The web.xml file is the configuation file for a web application.
In this file you define all listeners, servlets, servlet mappings and
all other less common web application components. As you'll see
below, it's located under the WEB-INF directory and is required to
deploy a web application.
Directory layout
/ (all jsps go at this level for standard access through the
browser)
/WEB-INF (in here you put any other configuration file (other
than classes and jars)
/web.xml
/classes (all classes for the web app go here)
/lib (any dependent libraries for your web ap)
/scripts (standard but configurable location for javascript
files)
/images (standard but configurable location for images)
Security
While there is no standard way for an application server to set
up security there are standard ways to interact and set up restricted
access in the web app. There are two prominent ways to deal with
security. Neither way is definitively better than the other and they
can easily be used together.
The first way is declarative through the web.xml config file
using the <security-constraint> tag. Inside this tag you define
what url patterns you want to secure (they can be hard paths
referenced by a jsp or virtual paths defined in a servlet mapping)

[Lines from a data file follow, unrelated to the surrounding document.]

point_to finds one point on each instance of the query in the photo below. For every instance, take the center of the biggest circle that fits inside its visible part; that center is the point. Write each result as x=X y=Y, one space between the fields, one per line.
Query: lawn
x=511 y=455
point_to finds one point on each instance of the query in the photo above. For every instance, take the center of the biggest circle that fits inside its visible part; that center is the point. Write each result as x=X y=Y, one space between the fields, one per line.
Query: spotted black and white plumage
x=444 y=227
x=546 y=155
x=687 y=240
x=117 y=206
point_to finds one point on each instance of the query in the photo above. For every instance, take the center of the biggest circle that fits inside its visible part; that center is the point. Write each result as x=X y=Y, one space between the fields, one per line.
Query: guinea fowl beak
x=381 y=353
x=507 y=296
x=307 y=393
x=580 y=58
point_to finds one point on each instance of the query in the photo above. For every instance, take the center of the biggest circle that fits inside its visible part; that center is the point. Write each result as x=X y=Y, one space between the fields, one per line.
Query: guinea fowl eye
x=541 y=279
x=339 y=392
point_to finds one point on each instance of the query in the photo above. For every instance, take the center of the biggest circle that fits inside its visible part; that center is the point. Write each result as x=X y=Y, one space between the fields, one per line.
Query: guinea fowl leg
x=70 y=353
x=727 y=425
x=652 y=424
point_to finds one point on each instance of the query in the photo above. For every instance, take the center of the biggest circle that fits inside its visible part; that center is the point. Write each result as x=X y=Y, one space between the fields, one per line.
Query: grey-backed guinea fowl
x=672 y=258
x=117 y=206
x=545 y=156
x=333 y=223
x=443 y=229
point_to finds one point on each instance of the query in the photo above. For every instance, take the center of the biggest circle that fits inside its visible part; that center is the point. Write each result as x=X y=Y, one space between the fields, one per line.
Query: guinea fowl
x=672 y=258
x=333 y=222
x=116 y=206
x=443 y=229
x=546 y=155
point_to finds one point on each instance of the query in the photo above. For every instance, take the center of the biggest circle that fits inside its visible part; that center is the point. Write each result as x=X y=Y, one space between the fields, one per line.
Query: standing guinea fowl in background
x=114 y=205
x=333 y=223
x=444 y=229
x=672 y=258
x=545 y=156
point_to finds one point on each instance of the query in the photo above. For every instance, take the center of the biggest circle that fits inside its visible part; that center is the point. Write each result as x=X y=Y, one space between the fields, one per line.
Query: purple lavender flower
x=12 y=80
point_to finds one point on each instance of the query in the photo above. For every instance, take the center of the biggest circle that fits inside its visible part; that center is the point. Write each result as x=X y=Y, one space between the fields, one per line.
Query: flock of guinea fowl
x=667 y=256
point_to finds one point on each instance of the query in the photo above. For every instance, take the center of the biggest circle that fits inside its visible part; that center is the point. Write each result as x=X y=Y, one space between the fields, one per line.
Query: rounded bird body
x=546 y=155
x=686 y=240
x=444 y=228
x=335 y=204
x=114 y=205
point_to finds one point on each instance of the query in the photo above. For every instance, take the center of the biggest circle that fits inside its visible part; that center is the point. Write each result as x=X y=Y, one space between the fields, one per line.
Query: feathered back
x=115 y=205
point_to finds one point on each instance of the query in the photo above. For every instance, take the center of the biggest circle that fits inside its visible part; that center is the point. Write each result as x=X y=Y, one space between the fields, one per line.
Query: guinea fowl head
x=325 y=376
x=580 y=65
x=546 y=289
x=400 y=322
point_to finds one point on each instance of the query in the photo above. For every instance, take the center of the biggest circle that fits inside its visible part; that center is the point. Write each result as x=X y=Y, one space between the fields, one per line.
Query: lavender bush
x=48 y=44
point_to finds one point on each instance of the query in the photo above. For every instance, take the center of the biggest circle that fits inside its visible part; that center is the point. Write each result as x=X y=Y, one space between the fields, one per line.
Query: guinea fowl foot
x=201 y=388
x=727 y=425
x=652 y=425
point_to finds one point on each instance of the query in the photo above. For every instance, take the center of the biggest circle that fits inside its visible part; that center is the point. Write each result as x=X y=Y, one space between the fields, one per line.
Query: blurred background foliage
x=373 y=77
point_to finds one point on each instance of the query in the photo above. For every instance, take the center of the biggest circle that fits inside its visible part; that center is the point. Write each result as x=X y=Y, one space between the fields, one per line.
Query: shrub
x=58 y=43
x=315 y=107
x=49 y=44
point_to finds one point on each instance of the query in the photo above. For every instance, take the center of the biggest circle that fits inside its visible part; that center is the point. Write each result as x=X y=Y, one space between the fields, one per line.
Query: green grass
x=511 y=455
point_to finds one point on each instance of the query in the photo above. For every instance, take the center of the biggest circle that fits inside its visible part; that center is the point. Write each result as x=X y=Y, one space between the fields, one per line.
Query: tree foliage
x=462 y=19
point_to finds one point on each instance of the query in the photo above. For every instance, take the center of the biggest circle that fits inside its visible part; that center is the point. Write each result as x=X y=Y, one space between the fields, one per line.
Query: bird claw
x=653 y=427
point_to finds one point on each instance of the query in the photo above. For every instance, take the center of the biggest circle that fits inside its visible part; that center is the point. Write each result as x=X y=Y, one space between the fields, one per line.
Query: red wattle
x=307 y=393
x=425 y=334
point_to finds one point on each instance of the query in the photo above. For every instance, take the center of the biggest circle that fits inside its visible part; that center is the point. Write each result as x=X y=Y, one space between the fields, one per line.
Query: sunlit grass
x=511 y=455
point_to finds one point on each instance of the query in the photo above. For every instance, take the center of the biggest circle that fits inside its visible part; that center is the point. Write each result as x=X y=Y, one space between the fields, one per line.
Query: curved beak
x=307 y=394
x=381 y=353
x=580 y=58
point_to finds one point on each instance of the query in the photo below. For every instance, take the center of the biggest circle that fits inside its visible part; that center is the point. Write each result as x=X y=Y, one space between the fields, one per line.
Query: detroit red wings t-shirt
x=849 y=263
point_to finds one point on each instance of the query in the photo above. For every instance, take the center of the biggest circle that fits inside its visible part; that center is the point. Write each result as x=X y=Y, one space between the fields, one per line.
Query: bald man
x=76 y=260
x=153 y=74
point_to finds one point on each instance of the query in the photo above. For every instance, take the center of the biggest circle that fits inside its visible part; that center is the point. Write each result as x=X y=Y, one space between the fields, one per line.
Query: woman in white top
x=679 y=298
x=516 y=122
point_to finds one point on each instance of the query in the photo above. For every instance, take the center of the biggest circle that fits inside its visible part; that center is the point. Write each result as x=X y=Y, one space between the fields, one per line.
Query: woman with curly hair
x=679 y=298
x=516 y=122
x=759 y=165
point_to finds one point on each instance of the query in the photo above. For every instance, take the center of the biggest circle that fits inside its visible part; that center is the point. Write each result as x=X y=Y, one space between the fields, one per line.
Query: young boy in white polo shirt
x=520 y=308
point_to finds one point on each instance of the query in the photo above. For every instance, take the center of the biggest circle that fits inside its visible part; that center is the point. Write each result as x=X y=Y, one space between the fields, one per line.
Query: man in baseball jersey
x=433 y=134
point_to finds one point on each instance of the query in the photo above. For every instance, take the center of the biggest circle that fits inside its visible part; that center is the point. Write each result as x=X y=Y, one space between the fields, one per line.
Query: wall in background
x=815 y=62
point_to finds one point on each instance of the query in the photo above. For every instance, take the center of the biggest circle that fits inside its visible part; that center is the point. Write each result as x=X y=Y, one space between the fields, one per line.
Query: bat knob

and the roles necessary to access these resources. When a request is
made the server will check if the request has an authenticated user
and if not then redirect them to a login page for authentication.
Once authenticated, it will check the roles assigned to that user to
see if one matches what is necessary to access the page. Both the
page and the user can have multiple roles and only one matching role
is necessary. If no roles match then a forbidden page (403) is
returned to the user.
The other authentication mechanism is progromatic security (which
relies on the user being authenticated on the system). There are two
methods on the HttpServletRequest object that deal with
authentication:
- getUserPrinciple()
- isUserInRole(String)
getUserPrinciple() returns a UserPrinciple object if the user is
logged in with information about the logged in user, otherwise it's
null. The isUserInRole takes in a role as a string and returns true
if the user has that role. These are available in both the servlet
and on jsp pages to conditionally render JSP elements or conditional
business logic on the server.
Resources
Resource-ref
Resource-ref is used to define connection factories for
enterprise components. Some of the standard enterprise factories are:
- DataSource
- QueueConnectionFactory
- TopicConnectionFactory
- Session (for JavaMail)
The declaration includes a JNDI location where to find the
resource.
Env-entry
The env-entry tag is used to define a property (similar to a jvm
property) for use by the web application. The following types are
possible:
- java.lang.Boolean
- java.lang.Byte
- java.lang.Character
- java.lang.Double
- java.lang.Float
- java.lang.Integer
- java.lang.Long
- java.lang.Short
- java.lang.String
These properties are useful for values that change based on the
environment. One example would be if you have to store report files
you can make the directory where they're stored an environment
property so you can put the same WAR file in each environment and
update the environment value on the server.